- Directed by: George Nierenberg
- Written by: Lynn Rogoff
- Produced by: George T. Nierenberg
- Starring: Howard Sims Bunny Briggs Chuck Green Lionel Hampton
- Music by: Lionel Hampton
- Distributed by: PBS Direct Cinema Limited
- Release date: 1979;
- Country: United States

= No Maps on My Taps =

No Maps on My Taps is a 1979 American documentary film directed by George Nierenberg. The film recounts the history of tap dancing in America through the lives of three influential tap dancers, Chuck Green, Howard Sims, and Bunny Briggs, and showcases their dancing skills in a historic live performance at Smalls Paradise nightclub in Harlem.

The film is a wistful tribute to the careers of the performers and to an art form that at the time of filming seemed to be waning. According to a review in The New Yorker, "Ironically, “No Maps on My Taps,” whose participants regarded it as an elegy, helped to start a tap revival in the eighties. The film was shown in festival after festival. Its stars travelled with it and danced, live, after the screenings."

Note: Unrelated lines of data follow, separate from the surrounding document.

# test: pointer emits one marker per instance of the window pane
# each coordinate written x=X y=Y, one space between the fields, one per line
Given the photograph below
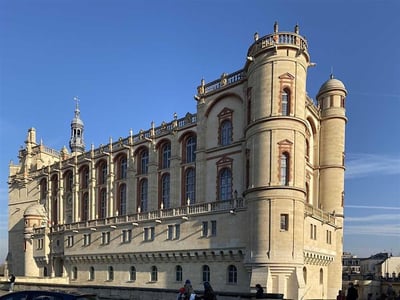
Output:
x=226 y=133
x=190 y=185
x=165 y=186
x=225 y=184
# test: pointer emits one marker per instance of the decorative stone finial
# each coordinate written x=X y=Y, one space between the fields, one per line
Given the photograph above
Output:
x=256 y=37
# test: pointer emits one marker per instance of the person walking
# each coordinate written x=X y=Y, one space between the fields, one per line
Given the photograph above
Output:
x=259 y=291
x=352 y=293
x=12 y=282
x=209 y=293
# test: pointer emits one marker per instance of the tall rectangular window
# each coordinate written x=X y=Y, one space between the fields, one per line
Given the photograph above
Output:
x=105 y=238
x=70 y=241
x=170 y=232
x=86 y=239
x=126 y=235
x=148 y=234
x=313 y=232
x=204 y=230
x=177 y=231
x=213 y=228
x=284 y=222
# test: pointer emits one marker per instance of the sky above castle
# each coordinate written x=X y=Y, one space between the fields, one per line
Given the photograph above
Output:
x=134 y=62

The film won Lionel Hampton a News and Documentary Emmy Award for Outstanding Musical Direction in 1981.

==Structure==
The dancers all recount their biographies and influences while rehearsing for a gala performance at a nightclub. Scenes of the performers dancing and kidding each other are interspersed with archival images and film footage of their early days. Also shown are archival film scenes featuring performances by John W. Bubbles and Bill Robinson. The film ends with a climactic dance-off in front of a live audience, with music provided by a jazz band fronted by Lionel Hampton.